My "az ml job create" command keeps failing with a YAML validation error, what am I missing?
The most common causes are: a wrong or outdated $schema URL at the top of your YAML, missing azureml: prefix on workspace asset references like compute or environment names, indentation errors (YAML treats tabs and spaces differently and mixing them breaks parsing), or referencing a compute cluster or dataset that doesn't actually exist in your workspace. Use az ml job create --file my_job.yaml --dry-run to validate without submitting, this will surface most validation errors with a clearer message than the live submission path. Also double-check that your workspace defaults are set with az configure --defaults so the CLI knows which workspace to validate against.
How do I connect Foundry Tools and the model catalog to my Azure Machine Learning workspace?
Azure AI Foundry (formerly Azure AI Studio) and Azure Machine Learning are part of the same Microsoft Azure AI platform and share underlying infrastructure. The model catalog in Foundry gives you access to open-source models from HuggingFace, Meta, Mistral, and others, which you can deploy directly into an Azure Machine Learning managed endpoint or fine-tune using the AzureML training pipeline. Within the Azure Machine Learning studio, you'll find a Model Catalog section that mirrors what's available in Foundry. For agent-based workflows, Foundry Agent Service and Azure Machine Learning work together, you can host the model in an AzureML endpoint and orchestrate calls to it through the Foundry agent orchestration layer. The Python SDK v2 for Azure Machine Learning and the Foundry SDK can both be used in the same project.

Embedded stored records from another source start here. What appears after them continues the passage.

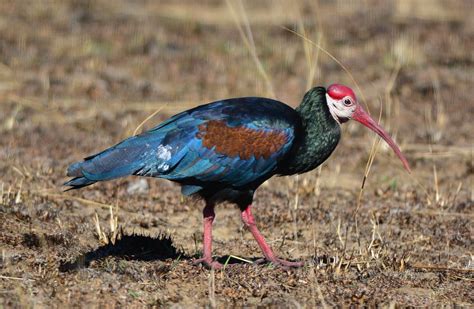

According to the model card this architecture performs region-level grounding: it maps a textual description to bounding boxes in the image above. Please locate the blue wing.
[67,98,299,194]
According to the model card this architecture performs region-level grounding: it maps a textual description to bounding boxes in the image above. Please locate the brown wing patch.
[196,120,287,160]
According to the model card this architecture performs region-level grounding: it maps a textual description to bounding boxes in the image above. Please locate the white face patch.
[326,93,356,124]
[156,145,171,161]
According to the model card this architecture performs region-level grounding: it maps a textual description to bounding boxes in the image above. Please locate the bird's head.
[326,84,410,172]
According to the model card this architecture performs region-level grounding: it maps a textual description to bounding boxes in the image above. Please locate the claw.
[193,257,223,269]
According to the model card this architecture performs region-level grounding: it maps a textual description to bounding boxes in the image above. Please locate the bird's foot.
[255,257,304,269]
[193,257,222,269]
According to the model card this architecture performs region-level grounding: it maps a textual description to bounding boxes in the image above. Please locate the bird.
[64,84,410,269]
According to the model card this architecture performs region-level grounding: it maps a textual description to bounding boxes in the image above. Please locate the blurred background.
[0,0,474,306]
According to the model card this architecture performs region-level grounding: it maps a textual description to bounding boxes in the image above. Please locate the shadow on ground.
[59,234,190,272]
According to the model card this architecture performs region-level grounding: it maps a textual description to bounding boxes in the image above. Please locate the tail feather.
[64,137,159,190]
[64,177,95,191]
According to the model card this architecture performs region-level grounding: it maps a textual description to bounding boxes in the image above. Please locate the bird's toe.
[193,257,223,269]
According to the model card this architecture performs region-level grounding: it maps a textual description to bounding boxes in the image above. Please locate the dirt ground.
[0,0,474,308]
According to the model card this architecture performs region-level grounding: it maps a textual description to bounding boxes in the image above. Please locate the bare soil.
[0,0,474,307]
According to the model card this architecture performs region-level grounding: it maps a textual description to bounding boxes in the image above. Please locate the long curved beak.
[352,105,411,173]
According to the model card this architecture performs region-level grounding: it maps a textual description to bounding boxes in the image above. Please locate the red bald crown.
[327,84,357,102]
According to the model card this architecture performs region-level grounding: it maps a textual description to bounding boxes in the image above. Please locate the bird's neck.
[279,87,341,175]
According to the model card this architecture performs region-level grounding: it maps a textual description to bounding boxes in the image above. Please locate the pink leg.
[194,204,222,269]
[241,205,303,267]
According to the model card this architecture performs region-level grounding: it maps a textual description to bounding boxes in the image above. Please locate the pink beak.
[352,105,411,173]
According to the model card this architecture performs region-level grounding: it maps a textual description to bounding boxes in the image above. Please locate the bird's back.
[66,97,300,195]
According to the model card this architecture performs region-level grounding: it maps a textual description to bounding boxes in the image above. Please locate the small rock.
[127,178,149,194]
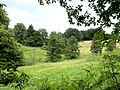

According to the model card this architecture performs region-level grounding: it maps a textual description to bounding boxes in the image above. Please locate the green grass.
[21,46,46,65]
[0,41,120,90]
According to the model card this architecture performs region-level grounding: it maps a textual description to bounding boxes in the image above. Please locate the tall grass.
[1,41,120,90]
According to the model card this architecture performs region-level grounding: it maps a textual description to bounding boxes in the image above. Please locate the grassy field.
[0,41,118,90]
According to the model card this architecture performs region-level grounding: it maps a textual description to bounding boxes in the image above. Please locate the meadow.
[0,41,120,90]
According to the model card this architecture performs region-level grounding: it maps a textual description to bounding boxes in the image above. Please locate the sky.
[0,0,112,33]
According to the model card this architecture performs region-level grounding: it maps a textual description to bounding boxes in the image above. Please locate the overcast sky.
[0,0,111,33]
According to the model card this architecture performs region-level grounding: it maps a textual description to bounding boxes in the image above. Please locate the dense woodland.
[0,0,120,90]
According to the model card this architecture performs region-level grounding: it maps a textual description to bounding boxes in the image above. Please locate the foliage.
[47,32,63,62]
[25,24,35,46]
[0,3,10,29]
[0,4,28,90]
[14,23,26,45]
[65,36,80,59]
[32,29,48,47]
[64,28,83,41]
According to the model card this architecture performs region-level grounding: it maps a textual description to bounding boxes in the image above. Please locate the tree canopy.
[64,28,83,41]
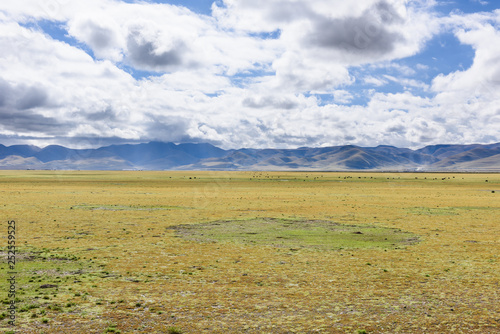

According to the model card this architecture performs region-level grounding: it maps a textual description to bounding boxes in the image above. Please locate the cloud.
[305,1,404,58]
[127,26,187,70]
[0,0,500,148]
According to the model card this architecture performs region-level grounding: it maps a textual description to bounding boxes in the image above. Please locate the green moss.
[173,218,418,249]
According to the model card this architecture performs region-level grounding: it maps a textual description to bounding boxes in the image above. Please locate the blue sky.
[0,0,500,148]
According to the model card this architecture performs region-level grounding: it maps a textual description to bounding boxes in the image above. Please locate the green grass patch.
[173,218,419,250]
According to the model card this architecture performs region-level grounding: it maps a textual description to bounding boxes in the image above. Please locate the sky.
[0,0,500,149]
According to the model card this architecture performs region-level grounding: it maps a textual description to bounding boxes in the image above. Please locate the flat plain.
[0,171,500,333]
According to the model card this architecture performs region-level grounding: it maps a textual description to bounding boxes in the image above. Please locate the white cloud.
[0,0,500,148]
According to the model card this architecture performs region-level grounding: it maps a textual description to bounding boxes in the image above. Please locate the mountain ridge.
[0,141,500,172]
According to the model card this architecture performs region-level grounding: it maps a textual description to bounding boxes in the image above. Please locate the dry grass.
[0,171,500,333]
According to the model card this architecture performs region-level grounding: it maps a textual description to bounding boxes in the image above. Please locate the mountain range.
[0,142,500,172]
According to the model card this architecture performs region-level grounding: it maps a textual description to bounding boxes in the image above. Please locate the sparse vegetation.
[0,171,500,334]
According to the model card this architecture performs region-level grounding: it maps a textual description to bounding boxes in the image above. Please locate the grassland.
[0,171,500,333]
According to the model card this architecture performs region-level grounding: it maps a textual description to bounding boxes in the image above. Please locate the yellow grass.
[0,171,500,333]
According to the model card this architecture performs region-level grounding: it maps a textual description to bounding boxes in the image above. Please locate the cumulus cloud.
[0,0,500,148]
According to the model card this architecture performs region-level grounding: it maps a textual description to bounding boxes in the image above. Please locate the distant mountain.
[0,142,500,172]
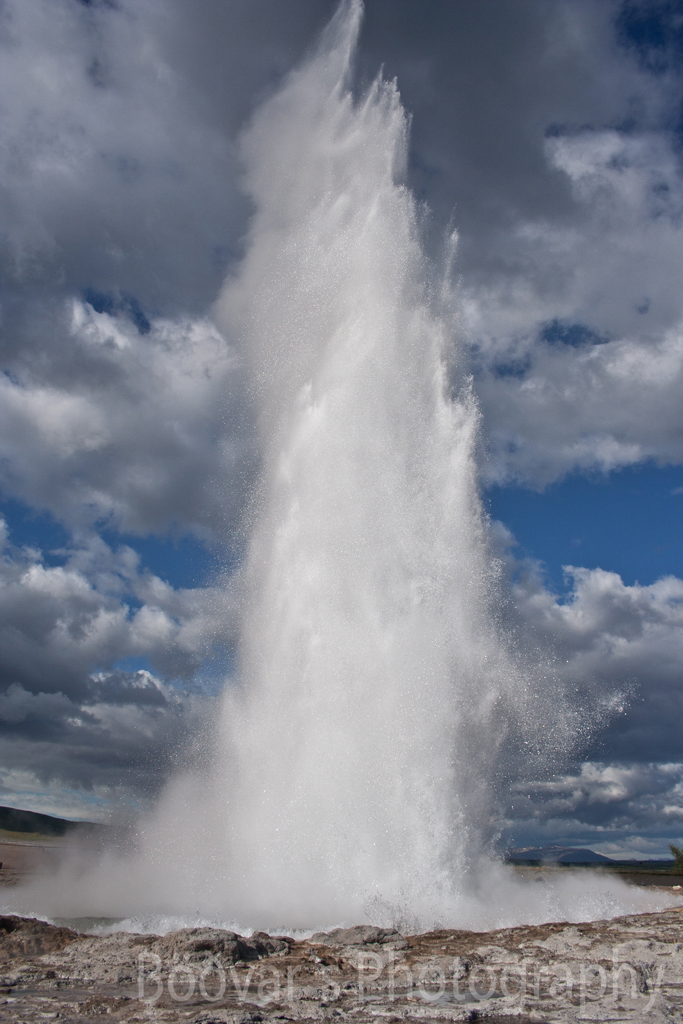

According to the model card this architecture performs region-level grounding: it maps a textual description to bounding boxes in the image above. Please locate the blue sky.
[0,0,683,855]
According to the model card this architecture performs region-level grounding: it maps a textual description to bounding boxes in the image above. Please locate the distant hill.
[0,807,108,836]
[505,846,614,864]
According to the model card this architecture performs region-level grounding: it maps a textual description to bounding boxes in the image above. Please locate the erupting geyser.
[6,0,679,930]
[210,2,519,921]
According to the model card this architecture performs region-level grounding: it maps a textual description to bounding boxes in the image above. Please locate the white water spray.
[5,0,679,930]
[210,2,511,921]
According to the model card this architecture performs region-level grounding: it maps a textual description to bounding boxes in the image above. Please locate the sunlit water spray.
[3,0,679,930]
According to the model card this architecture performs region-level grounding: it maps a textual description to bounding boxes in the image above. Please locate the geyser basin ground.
[0,910,683,1024]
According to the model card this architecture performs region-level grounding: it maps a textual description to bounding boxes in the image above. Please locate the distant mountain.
[505,846,614,864]
[0,807,108,836]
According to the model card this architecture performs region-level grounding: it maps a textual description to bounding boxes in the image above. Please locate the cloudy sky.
[0,0,683,856]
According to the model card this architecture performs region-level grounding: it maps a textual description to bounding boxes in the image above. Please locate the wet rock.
[0,914,80,962]
[153,928,294,964]
[310,925,407,949]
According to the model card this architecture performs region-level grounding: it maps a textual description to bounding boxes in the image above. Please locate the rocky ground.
[0,907,683,1024]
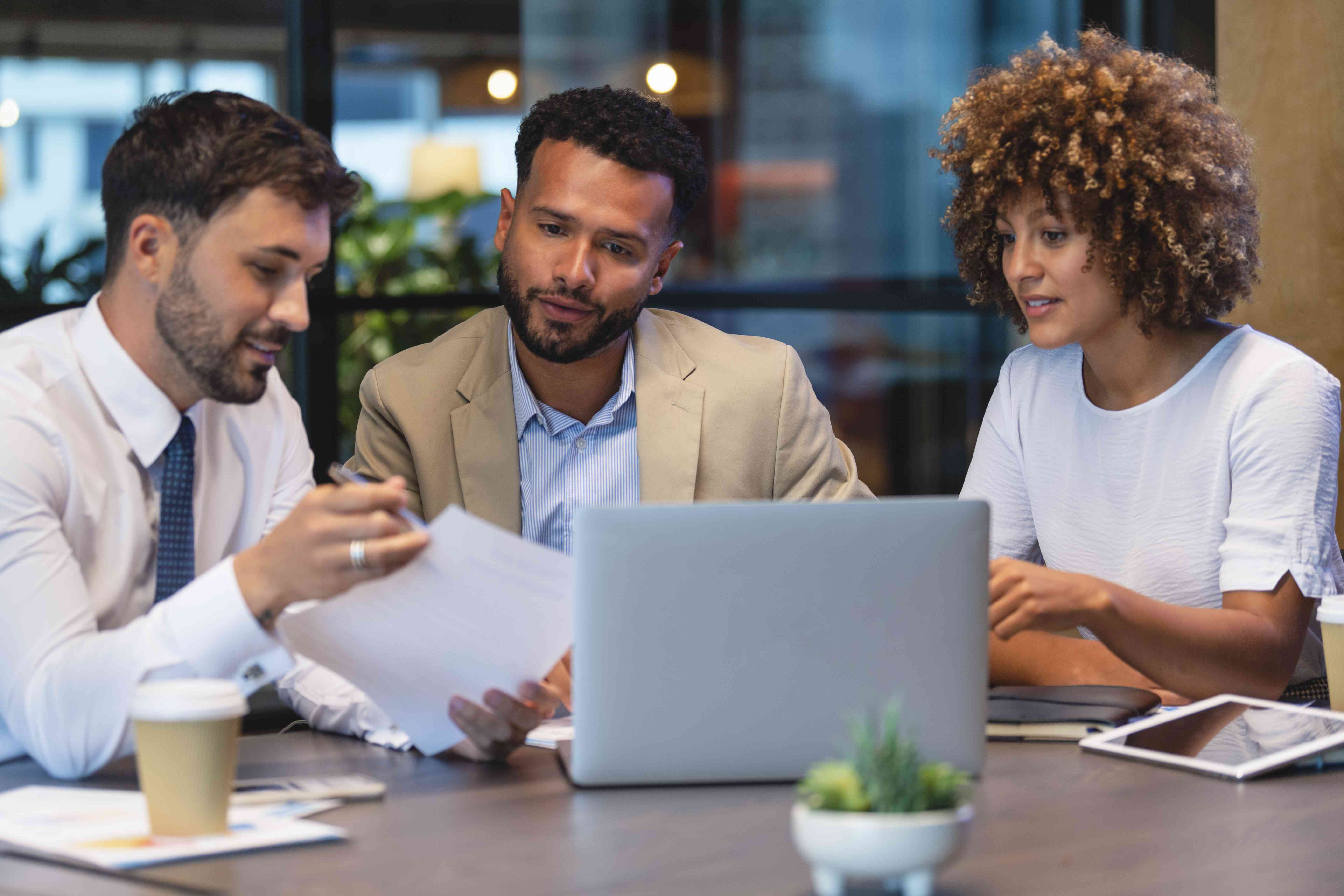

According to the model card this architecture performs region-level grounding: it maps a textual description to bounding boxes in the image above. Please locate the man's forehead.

Can I use Azure Machine Learning v2 without writing Python code?
Yes, this is one of the deliberate design goals of the v2 release. With the CLI v2 path, your custom logic stays in script files (Python, R, Java, Julia, or C# are all supported), but the ML infrastructure configuration, what the job is, where it runs, what environment it needs, is all defined in YAML. You only need to learn YAML syntax and the az ml command format to manage the ML platform side of things. Beyond the CLI, Azure Machine Learning studio also offers a visual designer where you can build and deploy ML pipelines through drag-and-drop without writing any code at all, and the AutoML UI lets you run automated machine learning experiments through a guided interface.